As I headed toward the Children’s and Young Adult sections, I suddenly became lost. You see, the children’s section has moved. And so has the Young Adult Section. They are now located in the same section, just categorized differently. I began to stroll up and down the aisles, trying to get my bearings. The categorization of books at Borders has always overwhelmed me. They are sometimes separated by genre, sometimes by age, sometimes by publication date, sometimes by series. It always takes me forever to find what I am looking for. Case in point, today I found Susan Beth Pfeffer’s Life As We Knew It in one aisle. The new companion, the dead and the gone, was nowhere to be found. I eventually found it- 3 aisles away, in a completely different category.

And that leads me to my issue with Borders’. While wandering the aisles (sometimes lost, sometimes just aimlessly), I was shocked to see that the Children’s books are divided by gender. Gender! There are entire shelves of books labeled “Books for Girls (Independent Readers 8-12)”. At first, this was ok with me.
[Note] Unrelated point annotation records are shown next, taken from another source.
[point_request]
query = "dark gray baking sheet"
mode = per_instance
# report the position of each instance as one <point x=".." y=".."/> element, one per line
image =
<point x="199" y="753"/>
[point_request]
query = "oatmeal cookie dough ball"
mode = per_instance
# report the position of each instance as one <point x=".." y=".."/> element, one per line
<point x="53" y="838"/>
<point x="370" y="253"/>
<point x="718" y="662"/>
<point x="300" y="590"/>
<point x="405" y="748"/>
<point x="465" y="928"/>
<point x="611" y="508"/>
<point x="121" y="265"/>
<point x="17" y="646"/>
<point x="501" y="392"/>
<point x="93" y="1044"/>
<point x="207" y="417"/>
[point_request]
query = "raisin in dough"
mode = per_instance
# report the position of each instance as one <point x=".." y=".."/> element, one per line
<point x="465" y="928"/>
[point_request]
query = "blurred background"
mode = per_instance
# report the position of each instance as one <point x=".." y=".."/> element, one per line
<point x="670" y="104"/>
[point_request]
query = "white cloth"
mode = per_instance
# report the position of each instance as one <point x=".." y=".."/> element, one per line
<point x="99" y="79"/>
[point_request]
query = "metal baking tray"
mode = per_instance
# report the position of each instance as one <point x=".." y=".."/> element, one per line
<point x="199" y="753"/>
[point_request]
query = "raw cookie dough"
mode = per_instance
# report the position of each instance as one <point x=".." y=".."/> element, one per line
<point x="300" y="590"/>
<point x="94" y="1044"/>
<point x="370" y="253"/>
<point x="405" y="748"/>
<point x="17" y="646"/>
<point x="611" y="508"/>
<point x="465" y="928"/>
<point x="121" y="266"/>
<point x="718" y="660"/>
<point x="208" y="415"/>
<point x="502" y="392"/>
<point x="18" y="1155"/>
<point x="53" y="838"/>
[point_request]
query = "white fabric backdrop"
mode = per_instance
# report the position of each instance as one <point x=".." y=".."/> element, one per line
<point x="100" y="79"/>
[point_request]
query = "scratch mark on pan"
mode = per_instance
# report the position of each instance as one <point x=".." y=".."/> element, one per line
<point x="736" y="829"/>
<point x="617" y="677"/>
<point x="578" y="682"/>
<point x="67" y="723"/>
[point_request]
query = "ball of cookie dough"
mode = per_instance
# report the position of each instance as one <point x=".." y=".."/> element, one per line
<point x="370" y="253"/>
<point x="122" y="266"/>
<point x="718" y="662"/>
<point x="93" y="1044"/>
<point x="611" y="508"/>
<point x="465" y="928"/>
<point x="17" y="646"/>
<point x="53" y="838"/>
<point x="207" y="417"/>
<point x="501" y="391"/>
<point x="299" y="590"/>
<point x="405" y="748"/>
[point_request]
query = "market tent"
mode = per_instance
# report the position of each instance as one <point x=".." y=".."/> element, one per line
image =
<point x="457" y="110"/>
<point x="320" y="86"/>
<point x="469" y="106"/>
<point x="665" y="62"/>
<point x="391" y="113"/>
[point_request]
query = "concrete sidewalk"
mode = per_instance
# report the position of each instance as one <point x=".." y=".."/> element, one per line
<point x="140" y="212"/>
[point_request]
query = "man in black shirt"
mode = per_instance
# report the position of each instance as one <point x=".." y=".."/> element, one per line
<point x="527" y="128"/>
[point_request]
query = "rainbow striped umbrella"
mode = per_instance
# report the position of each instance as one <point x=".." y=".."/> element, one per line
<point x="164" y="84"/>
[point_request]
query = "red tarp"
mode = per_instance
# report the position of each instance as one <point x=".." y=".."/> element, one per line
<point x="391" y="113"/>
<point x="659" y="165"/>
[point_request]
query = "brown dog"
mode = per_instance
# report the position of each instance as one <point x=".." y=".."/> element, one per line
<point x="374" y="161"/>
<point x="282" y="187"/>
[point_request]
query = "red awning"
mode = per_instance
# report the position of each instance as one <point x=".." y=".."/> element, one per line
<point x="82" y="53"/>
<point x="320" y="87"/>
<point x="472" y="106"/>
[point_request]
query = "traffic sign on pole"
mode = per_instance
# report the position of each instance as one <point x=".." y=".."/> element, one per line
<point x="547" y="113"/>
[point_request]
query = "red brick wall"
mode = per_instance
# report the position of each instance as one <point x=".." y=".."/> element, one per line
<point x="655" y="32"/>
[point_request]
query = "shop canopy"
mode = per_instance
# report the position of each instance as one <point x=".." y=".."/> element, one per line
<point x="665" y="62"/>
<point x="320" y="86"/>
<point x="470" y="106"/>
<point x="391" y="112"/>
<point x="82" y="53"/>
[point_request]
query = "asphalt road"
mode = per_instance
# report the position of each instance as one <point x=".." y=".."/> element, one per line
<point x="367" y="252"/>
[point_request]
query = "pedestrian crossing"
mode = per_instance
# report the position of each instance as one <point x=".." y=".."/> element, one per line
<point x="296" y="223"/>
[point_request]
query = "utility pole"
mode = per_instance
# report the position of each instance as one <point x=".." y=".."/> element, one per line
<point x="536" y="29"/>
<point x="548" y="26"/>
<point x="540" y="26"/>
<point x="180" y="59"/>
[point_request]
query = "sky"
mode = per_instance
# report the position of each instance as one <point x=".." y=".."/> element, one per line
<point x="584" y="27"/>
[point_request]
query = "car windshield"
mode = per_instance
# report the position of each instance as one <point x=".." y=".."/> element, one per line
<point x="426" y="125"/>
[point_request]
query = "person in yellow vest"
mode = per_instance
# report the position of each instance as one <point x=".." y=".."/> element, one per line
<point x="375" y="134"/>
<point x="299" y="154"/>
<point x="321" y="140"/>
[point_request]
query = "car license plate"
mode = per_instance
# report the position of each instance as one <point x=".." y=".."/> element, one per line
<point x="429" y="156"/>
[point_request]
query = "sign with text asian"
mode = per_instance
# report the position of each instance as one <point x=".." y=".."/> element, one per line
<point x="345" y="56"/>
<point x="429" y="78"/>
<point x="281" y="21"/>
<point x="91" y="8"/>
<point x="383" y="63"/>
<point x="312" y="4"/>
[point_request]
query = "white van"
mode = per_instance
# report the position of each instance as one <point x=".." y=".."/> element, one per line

The books mostly seemed to be those like How To Be A Girly Girl In Just Ten Days (Candy Apple). Yeah, probably not a lot of 10 year old boys dying to read that! However, it did irritate me that Borders assumes all girls do want to read books like that.

The worst part of all? Guess what genre is almost exclusively shelved under “Books for Boys”? Science-fiction and fantasy! Think of any huge fantasy series right now, and it was filed under books for boys. Excuuuuse me? When I was younger, I was a huge fantasy fan. While I probably wouldn’t have been fazed by the boy connotation, I knew plenty of kids who would be.

Looking around my classroom, I see all types of books in the hands of my boys and girls. They have no qualms about reading various genres and don’t seem to have any preconceived notions about boy and girl books. I would hate to see that ruined for them by a chain bookstore looking for a neat and tidy way to organize their books. Even worse, I fear that parents will see these categorizations and make assumptions that girls should only read these types of books, and boys should only read those types of books. There has to be a better way!